In acht Essays – die meisten wurden bereits anderswo publiziert – spürt Diner einigen dieser Narrative nach; nicht um sie zu decouvrieren, sondern um die in ihnen geronnene historische Erfahrung zum Sprechen zu bringen. Solchermaßen mit der Geschichtswissenschaft Ideologiekritik betreibend, hadert Diner ein weiteres Mal mit der (eigenen?) marxistischen Vergangenheit, die noch „notwendig falsches Bewußtsein“ sah, wo er jetzt eben jene reale historische Erfahrung am Werk sieht, die, aus ihrem Kontext gezerrt, höchst machtvolle Interpretationen und Gedächtniskonstruktionen hervorbringt.

In dem Aufsatz „Wiederkehr Deutschlands“ beschreibt er den seit 1989 beobachtbaren Prozeß der Restitution des Nationalen, wo es vorher nur, zumindest im Westen, ein Provisorium gab. Von jeder Stelle dieses Restitutionsprozesses wirft Diner – wie es die Akteure selbst auch tun – das Senkblei zurück in die Vergangenheit, und betrachtet, wie die Post-Wende- Erzählung sich zum Nationalsozialismus verhält. Leider läßt Diner nicht genau durchblicken, auf welches Material er sich bezieht, wo die Erzählungen sich kristallisieren, von denen die Rede ist. Jedenfalls könnte beispielsweise Margarethe von Trottas jetzt in den Kinos zu sehender Mauerfilm „Das Versprechen“ solches Material liefern. Fast sämtliche von Diners Thesen lassen sich hier verifizieren: Deutschland ist nicht nur nationaler, sondern auch protestantischer geworden (wie er überhaupt für ganz Europa Nation und Religion als Trümmerfrauen des Kalten Krieges wirken sieht). Die Erinnerung an die Stasi-Verbrechen legt sich langsam über diejenige an die Nazi-Verbrechen. Anders kann die positive Besetzung der Nation nicht vonstatten gehen. Die Mauer und die Teilung erscheinen als „Strafgericht“.

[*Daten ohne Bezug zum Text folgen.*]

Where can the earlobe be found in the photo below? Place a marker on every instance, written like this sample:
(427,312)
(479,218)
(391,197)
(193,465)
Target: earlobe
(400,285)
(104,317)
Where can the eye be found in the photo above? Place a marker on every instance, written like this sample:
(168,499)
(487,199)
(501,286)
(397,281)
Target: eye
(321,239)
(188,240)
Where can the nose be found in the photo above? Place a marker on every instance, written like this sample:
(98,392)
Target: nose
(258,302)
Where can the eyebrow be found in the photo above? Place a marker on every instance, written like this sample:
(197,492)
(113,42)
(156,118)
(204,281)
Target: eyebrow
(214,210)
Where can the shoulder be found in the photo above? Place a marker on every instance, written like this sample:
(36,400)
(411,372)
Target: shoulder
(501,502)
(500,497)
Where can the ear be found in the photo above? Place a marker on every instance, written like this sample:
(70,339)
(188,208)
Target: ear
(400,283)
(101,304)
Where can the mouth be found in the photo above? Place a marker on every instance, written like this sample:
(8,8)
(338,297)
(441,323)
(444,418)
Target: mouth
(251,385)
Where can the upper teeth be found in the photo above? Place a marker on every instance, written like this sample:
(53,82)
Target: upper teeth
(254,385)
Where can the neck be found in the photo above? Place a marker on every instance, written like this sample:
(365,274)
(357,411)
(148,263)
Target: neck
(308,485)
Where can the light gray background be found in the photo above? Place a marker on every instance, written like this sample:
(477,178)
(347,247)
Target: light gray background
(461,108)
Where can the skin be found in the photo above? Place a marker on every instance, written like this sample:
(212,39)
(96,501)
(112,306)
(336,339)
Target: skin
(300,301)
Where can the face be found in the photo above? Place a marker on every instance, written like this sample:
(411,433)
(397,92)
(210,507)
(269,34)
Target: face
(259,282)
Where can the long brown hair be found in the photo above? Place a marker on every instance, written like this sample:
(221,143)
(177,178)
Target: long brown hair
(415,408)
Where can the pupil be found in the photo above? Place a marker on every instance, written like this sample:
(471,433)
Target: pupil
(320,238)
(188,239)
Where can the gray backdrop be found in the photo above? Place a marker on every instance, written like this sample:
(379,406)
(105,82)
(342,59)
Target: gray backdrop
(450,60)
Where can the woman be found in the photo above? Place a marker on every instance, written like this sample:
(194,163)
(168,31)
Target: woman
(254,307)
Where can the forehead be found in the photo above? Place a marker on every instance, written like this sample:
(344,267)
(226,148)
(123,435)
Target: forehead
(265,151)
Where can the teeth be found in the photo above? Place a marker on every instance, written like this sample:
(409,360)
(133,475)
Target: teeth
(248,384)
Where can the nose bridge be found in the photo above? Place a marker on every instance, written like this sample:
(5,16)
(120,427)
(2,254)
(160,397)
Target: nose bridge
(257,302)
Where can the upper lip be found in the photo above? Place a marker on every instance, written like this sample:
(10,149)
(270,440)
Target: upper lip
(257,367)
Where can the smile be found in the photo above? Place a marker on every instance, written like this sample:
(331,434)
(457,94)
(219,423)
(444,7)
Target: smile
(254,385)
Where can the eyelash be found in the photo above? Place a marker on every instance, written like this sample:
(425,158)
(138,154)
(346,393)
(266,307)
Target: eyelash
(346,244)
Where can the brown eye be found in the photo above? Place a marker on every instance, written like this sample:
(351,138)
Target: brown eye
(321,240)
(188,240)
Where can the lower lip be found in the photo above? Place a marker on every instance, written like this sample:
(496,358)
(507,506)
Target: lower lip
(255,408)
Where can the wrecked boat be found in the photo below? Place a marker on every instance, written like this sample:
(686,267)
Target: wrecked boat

„Die um sich greifende Akzeptanz, Nationalsozialismus und Stalinismus als epochemachende Zwillingsbrüder zu verstehen, hält in zukunftsträchtiger Weise Einzug in das zeitgeistige Bewußtsein. Es scheint, als befänden sich in euphorischer Abwendung vom Vergangenen Ost und West in Übereinstimmung hinsichtlich des Charakters der jeweiligen Regime. Damit wird die Theorie vom Totalitarismus zu so etwas wie einer bewußtseinsbegründenden Bedeutung und eine alle zufriedenstellende Deutung des Jahrhunderts.“

Bei seiner Analyse ist klar, daß die Massenvernichtung an den europäischen Juden auf diese Weise im Nebel verschwindet. Dem kommt natürlich noch entgegen, daß die Bundesrepublik sich gern als die Fortsetzung der Weimarer Republik mit anderen Mitteln verstand, während die DDR den Nationalsozialismus gern als ökonomische Fortsetzung der spätbürgerlichen Gesellschaft sah – ein Blick, der eben die durch kein Kalkül gedeckte industrielle Vernichtung der Juden, also das Zentrum des Systems, tendenziell ignorieren muß. Ebendieser Blick wurde beispielsweise mit dem großen Glockenturm in der Gedenkstätte von Buchenwald regelrecht in Stein gehauen.

Zu Recht ist Dan Diners größte Befürchtung, in diesem Prozeß könne die ideelle Westbindung verlorengehen, und mit ihr die Bindung an universelle Wertesysteme. Wo das Nationale als erstes im Kampf gegen Napoleon erworben wurde, mit dem man den Universalismus gleich mit zur Hölle fahren lassen wollte, bindet es sich mehr an Ethnizität denn an Institutionen (ein schlapper Verfassungspatriotismus wird daran kaum etwas ändern).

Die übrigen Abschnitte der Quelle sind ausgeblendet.